Born in 1922, and founder of Britain's Muslim College, Zaki Badawi was an exceptional figure in the British Muslim world, as well as being an internationally-respected scholar. He made links with Christian and Jewish groups, and when Rushdie's fatwa was announced, he stated that the book should be the focus of anger, not Rushdie, saying: "Spurn the book, spare the man."
A former chief imam of the London Central Mosque in Regent's Park, London, he also established the Sharia Council, to give advice on social issues. He also campaigned against female circumcision. After 7/7, when a lot of anti-Muslim resentment abounded, and many Muslim women made almost provocative shows of wearing the hijab, Dr Badawi urged against such displays.
Unlike the attention-seeking members of the Muslim Council for Britain, who appear to have a political agenda, Badawi's balanced and common sense approach to faith and society earned the respect of political leaders, and in 2004 he was awarded an honorary knighthood.
He has been criticised by some as a hardliner, and by others as a moderate. He described himself thus, dismissing the title "moderate": "It implies I am somehow less of a Muslim. I call myself mainstream."
Tributes have been made by Prime Minister Tony Blair, who said he had "a wonderful mix of spirituality and practicality," and Prince Charles who said Dr Badawi's death was "a blow personally and for the country."
As the most senior Islamic scholar in Britain, who criticised imams who could not speak English, and made sincere efforts to promote understandings between groups and faiths, he was the best representative of Islam we had. He has been in Britain long enough to have shown his agenda was straightforward.
I personally think he was a good man, and a positive influence in both the Muslim society and the society at large.

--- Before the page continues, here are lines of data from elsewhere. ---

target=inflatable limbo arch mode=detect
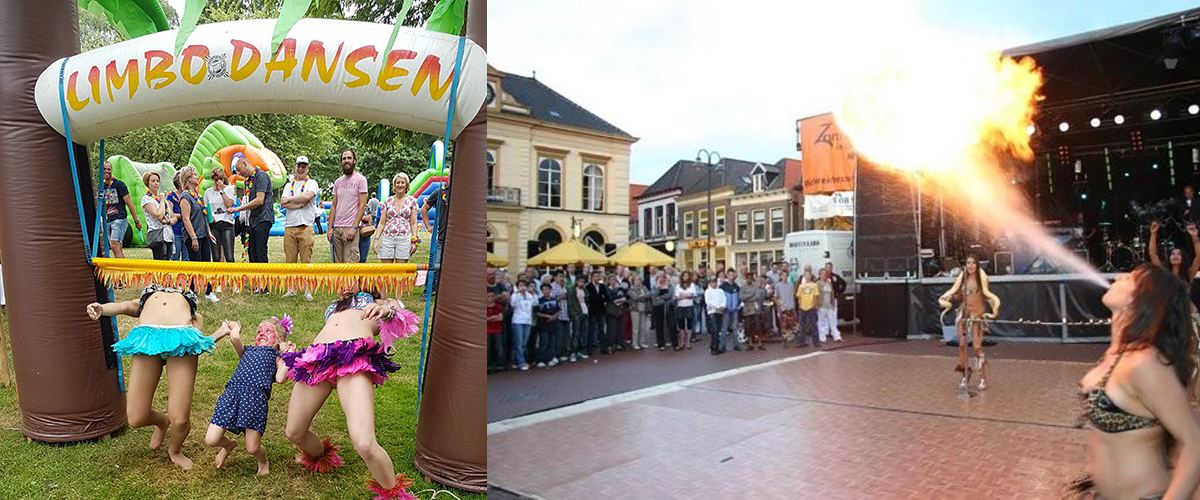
[0,0,486,490]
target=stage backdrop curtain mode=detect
[908,279,1111,338]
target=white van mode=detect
[784,230,854,286]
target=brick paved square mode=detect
[488,351,1088,499]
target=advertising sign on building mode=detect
[797,113,854,195]
[804,191,854,221]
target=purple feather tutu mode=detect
[283,338,400,386]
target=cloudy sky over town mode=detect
[488,0,1194,183]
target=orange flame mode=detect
[835,50,1042,173]
[834,41,1108,287]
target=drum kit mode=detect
[1098,222,1150,272]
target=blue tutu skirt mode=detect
[113,325,215,360]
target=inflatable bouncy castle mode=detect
[187,120,288,192]
[108,155,175,247]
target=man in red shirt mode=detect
[487,290,504,373]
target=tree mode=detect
[79,0,179,52]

His presence will, literally, be hard to imagine being replaced. Most of our other well-known Muslim leaders are either snide and untrustworthy, like Iqbal Sacranie, or verging on the lunatic, as in the case of Abu Hamza. Dr Zaki Badawi had academic status and political nous to be head and shoulders above these more primitive advocates of Islam.
An idea of his nature can be found in a Guardian interview from January 13, 2003, and a biography can be found here.
Posted by Giraldus Cambrensis at January 24, 2006 2:57 PM
Comments
Dont expect the Guardian to be critical, all imans all round say one thing on television and another in their mosques. The obituary is false and deserves no credit.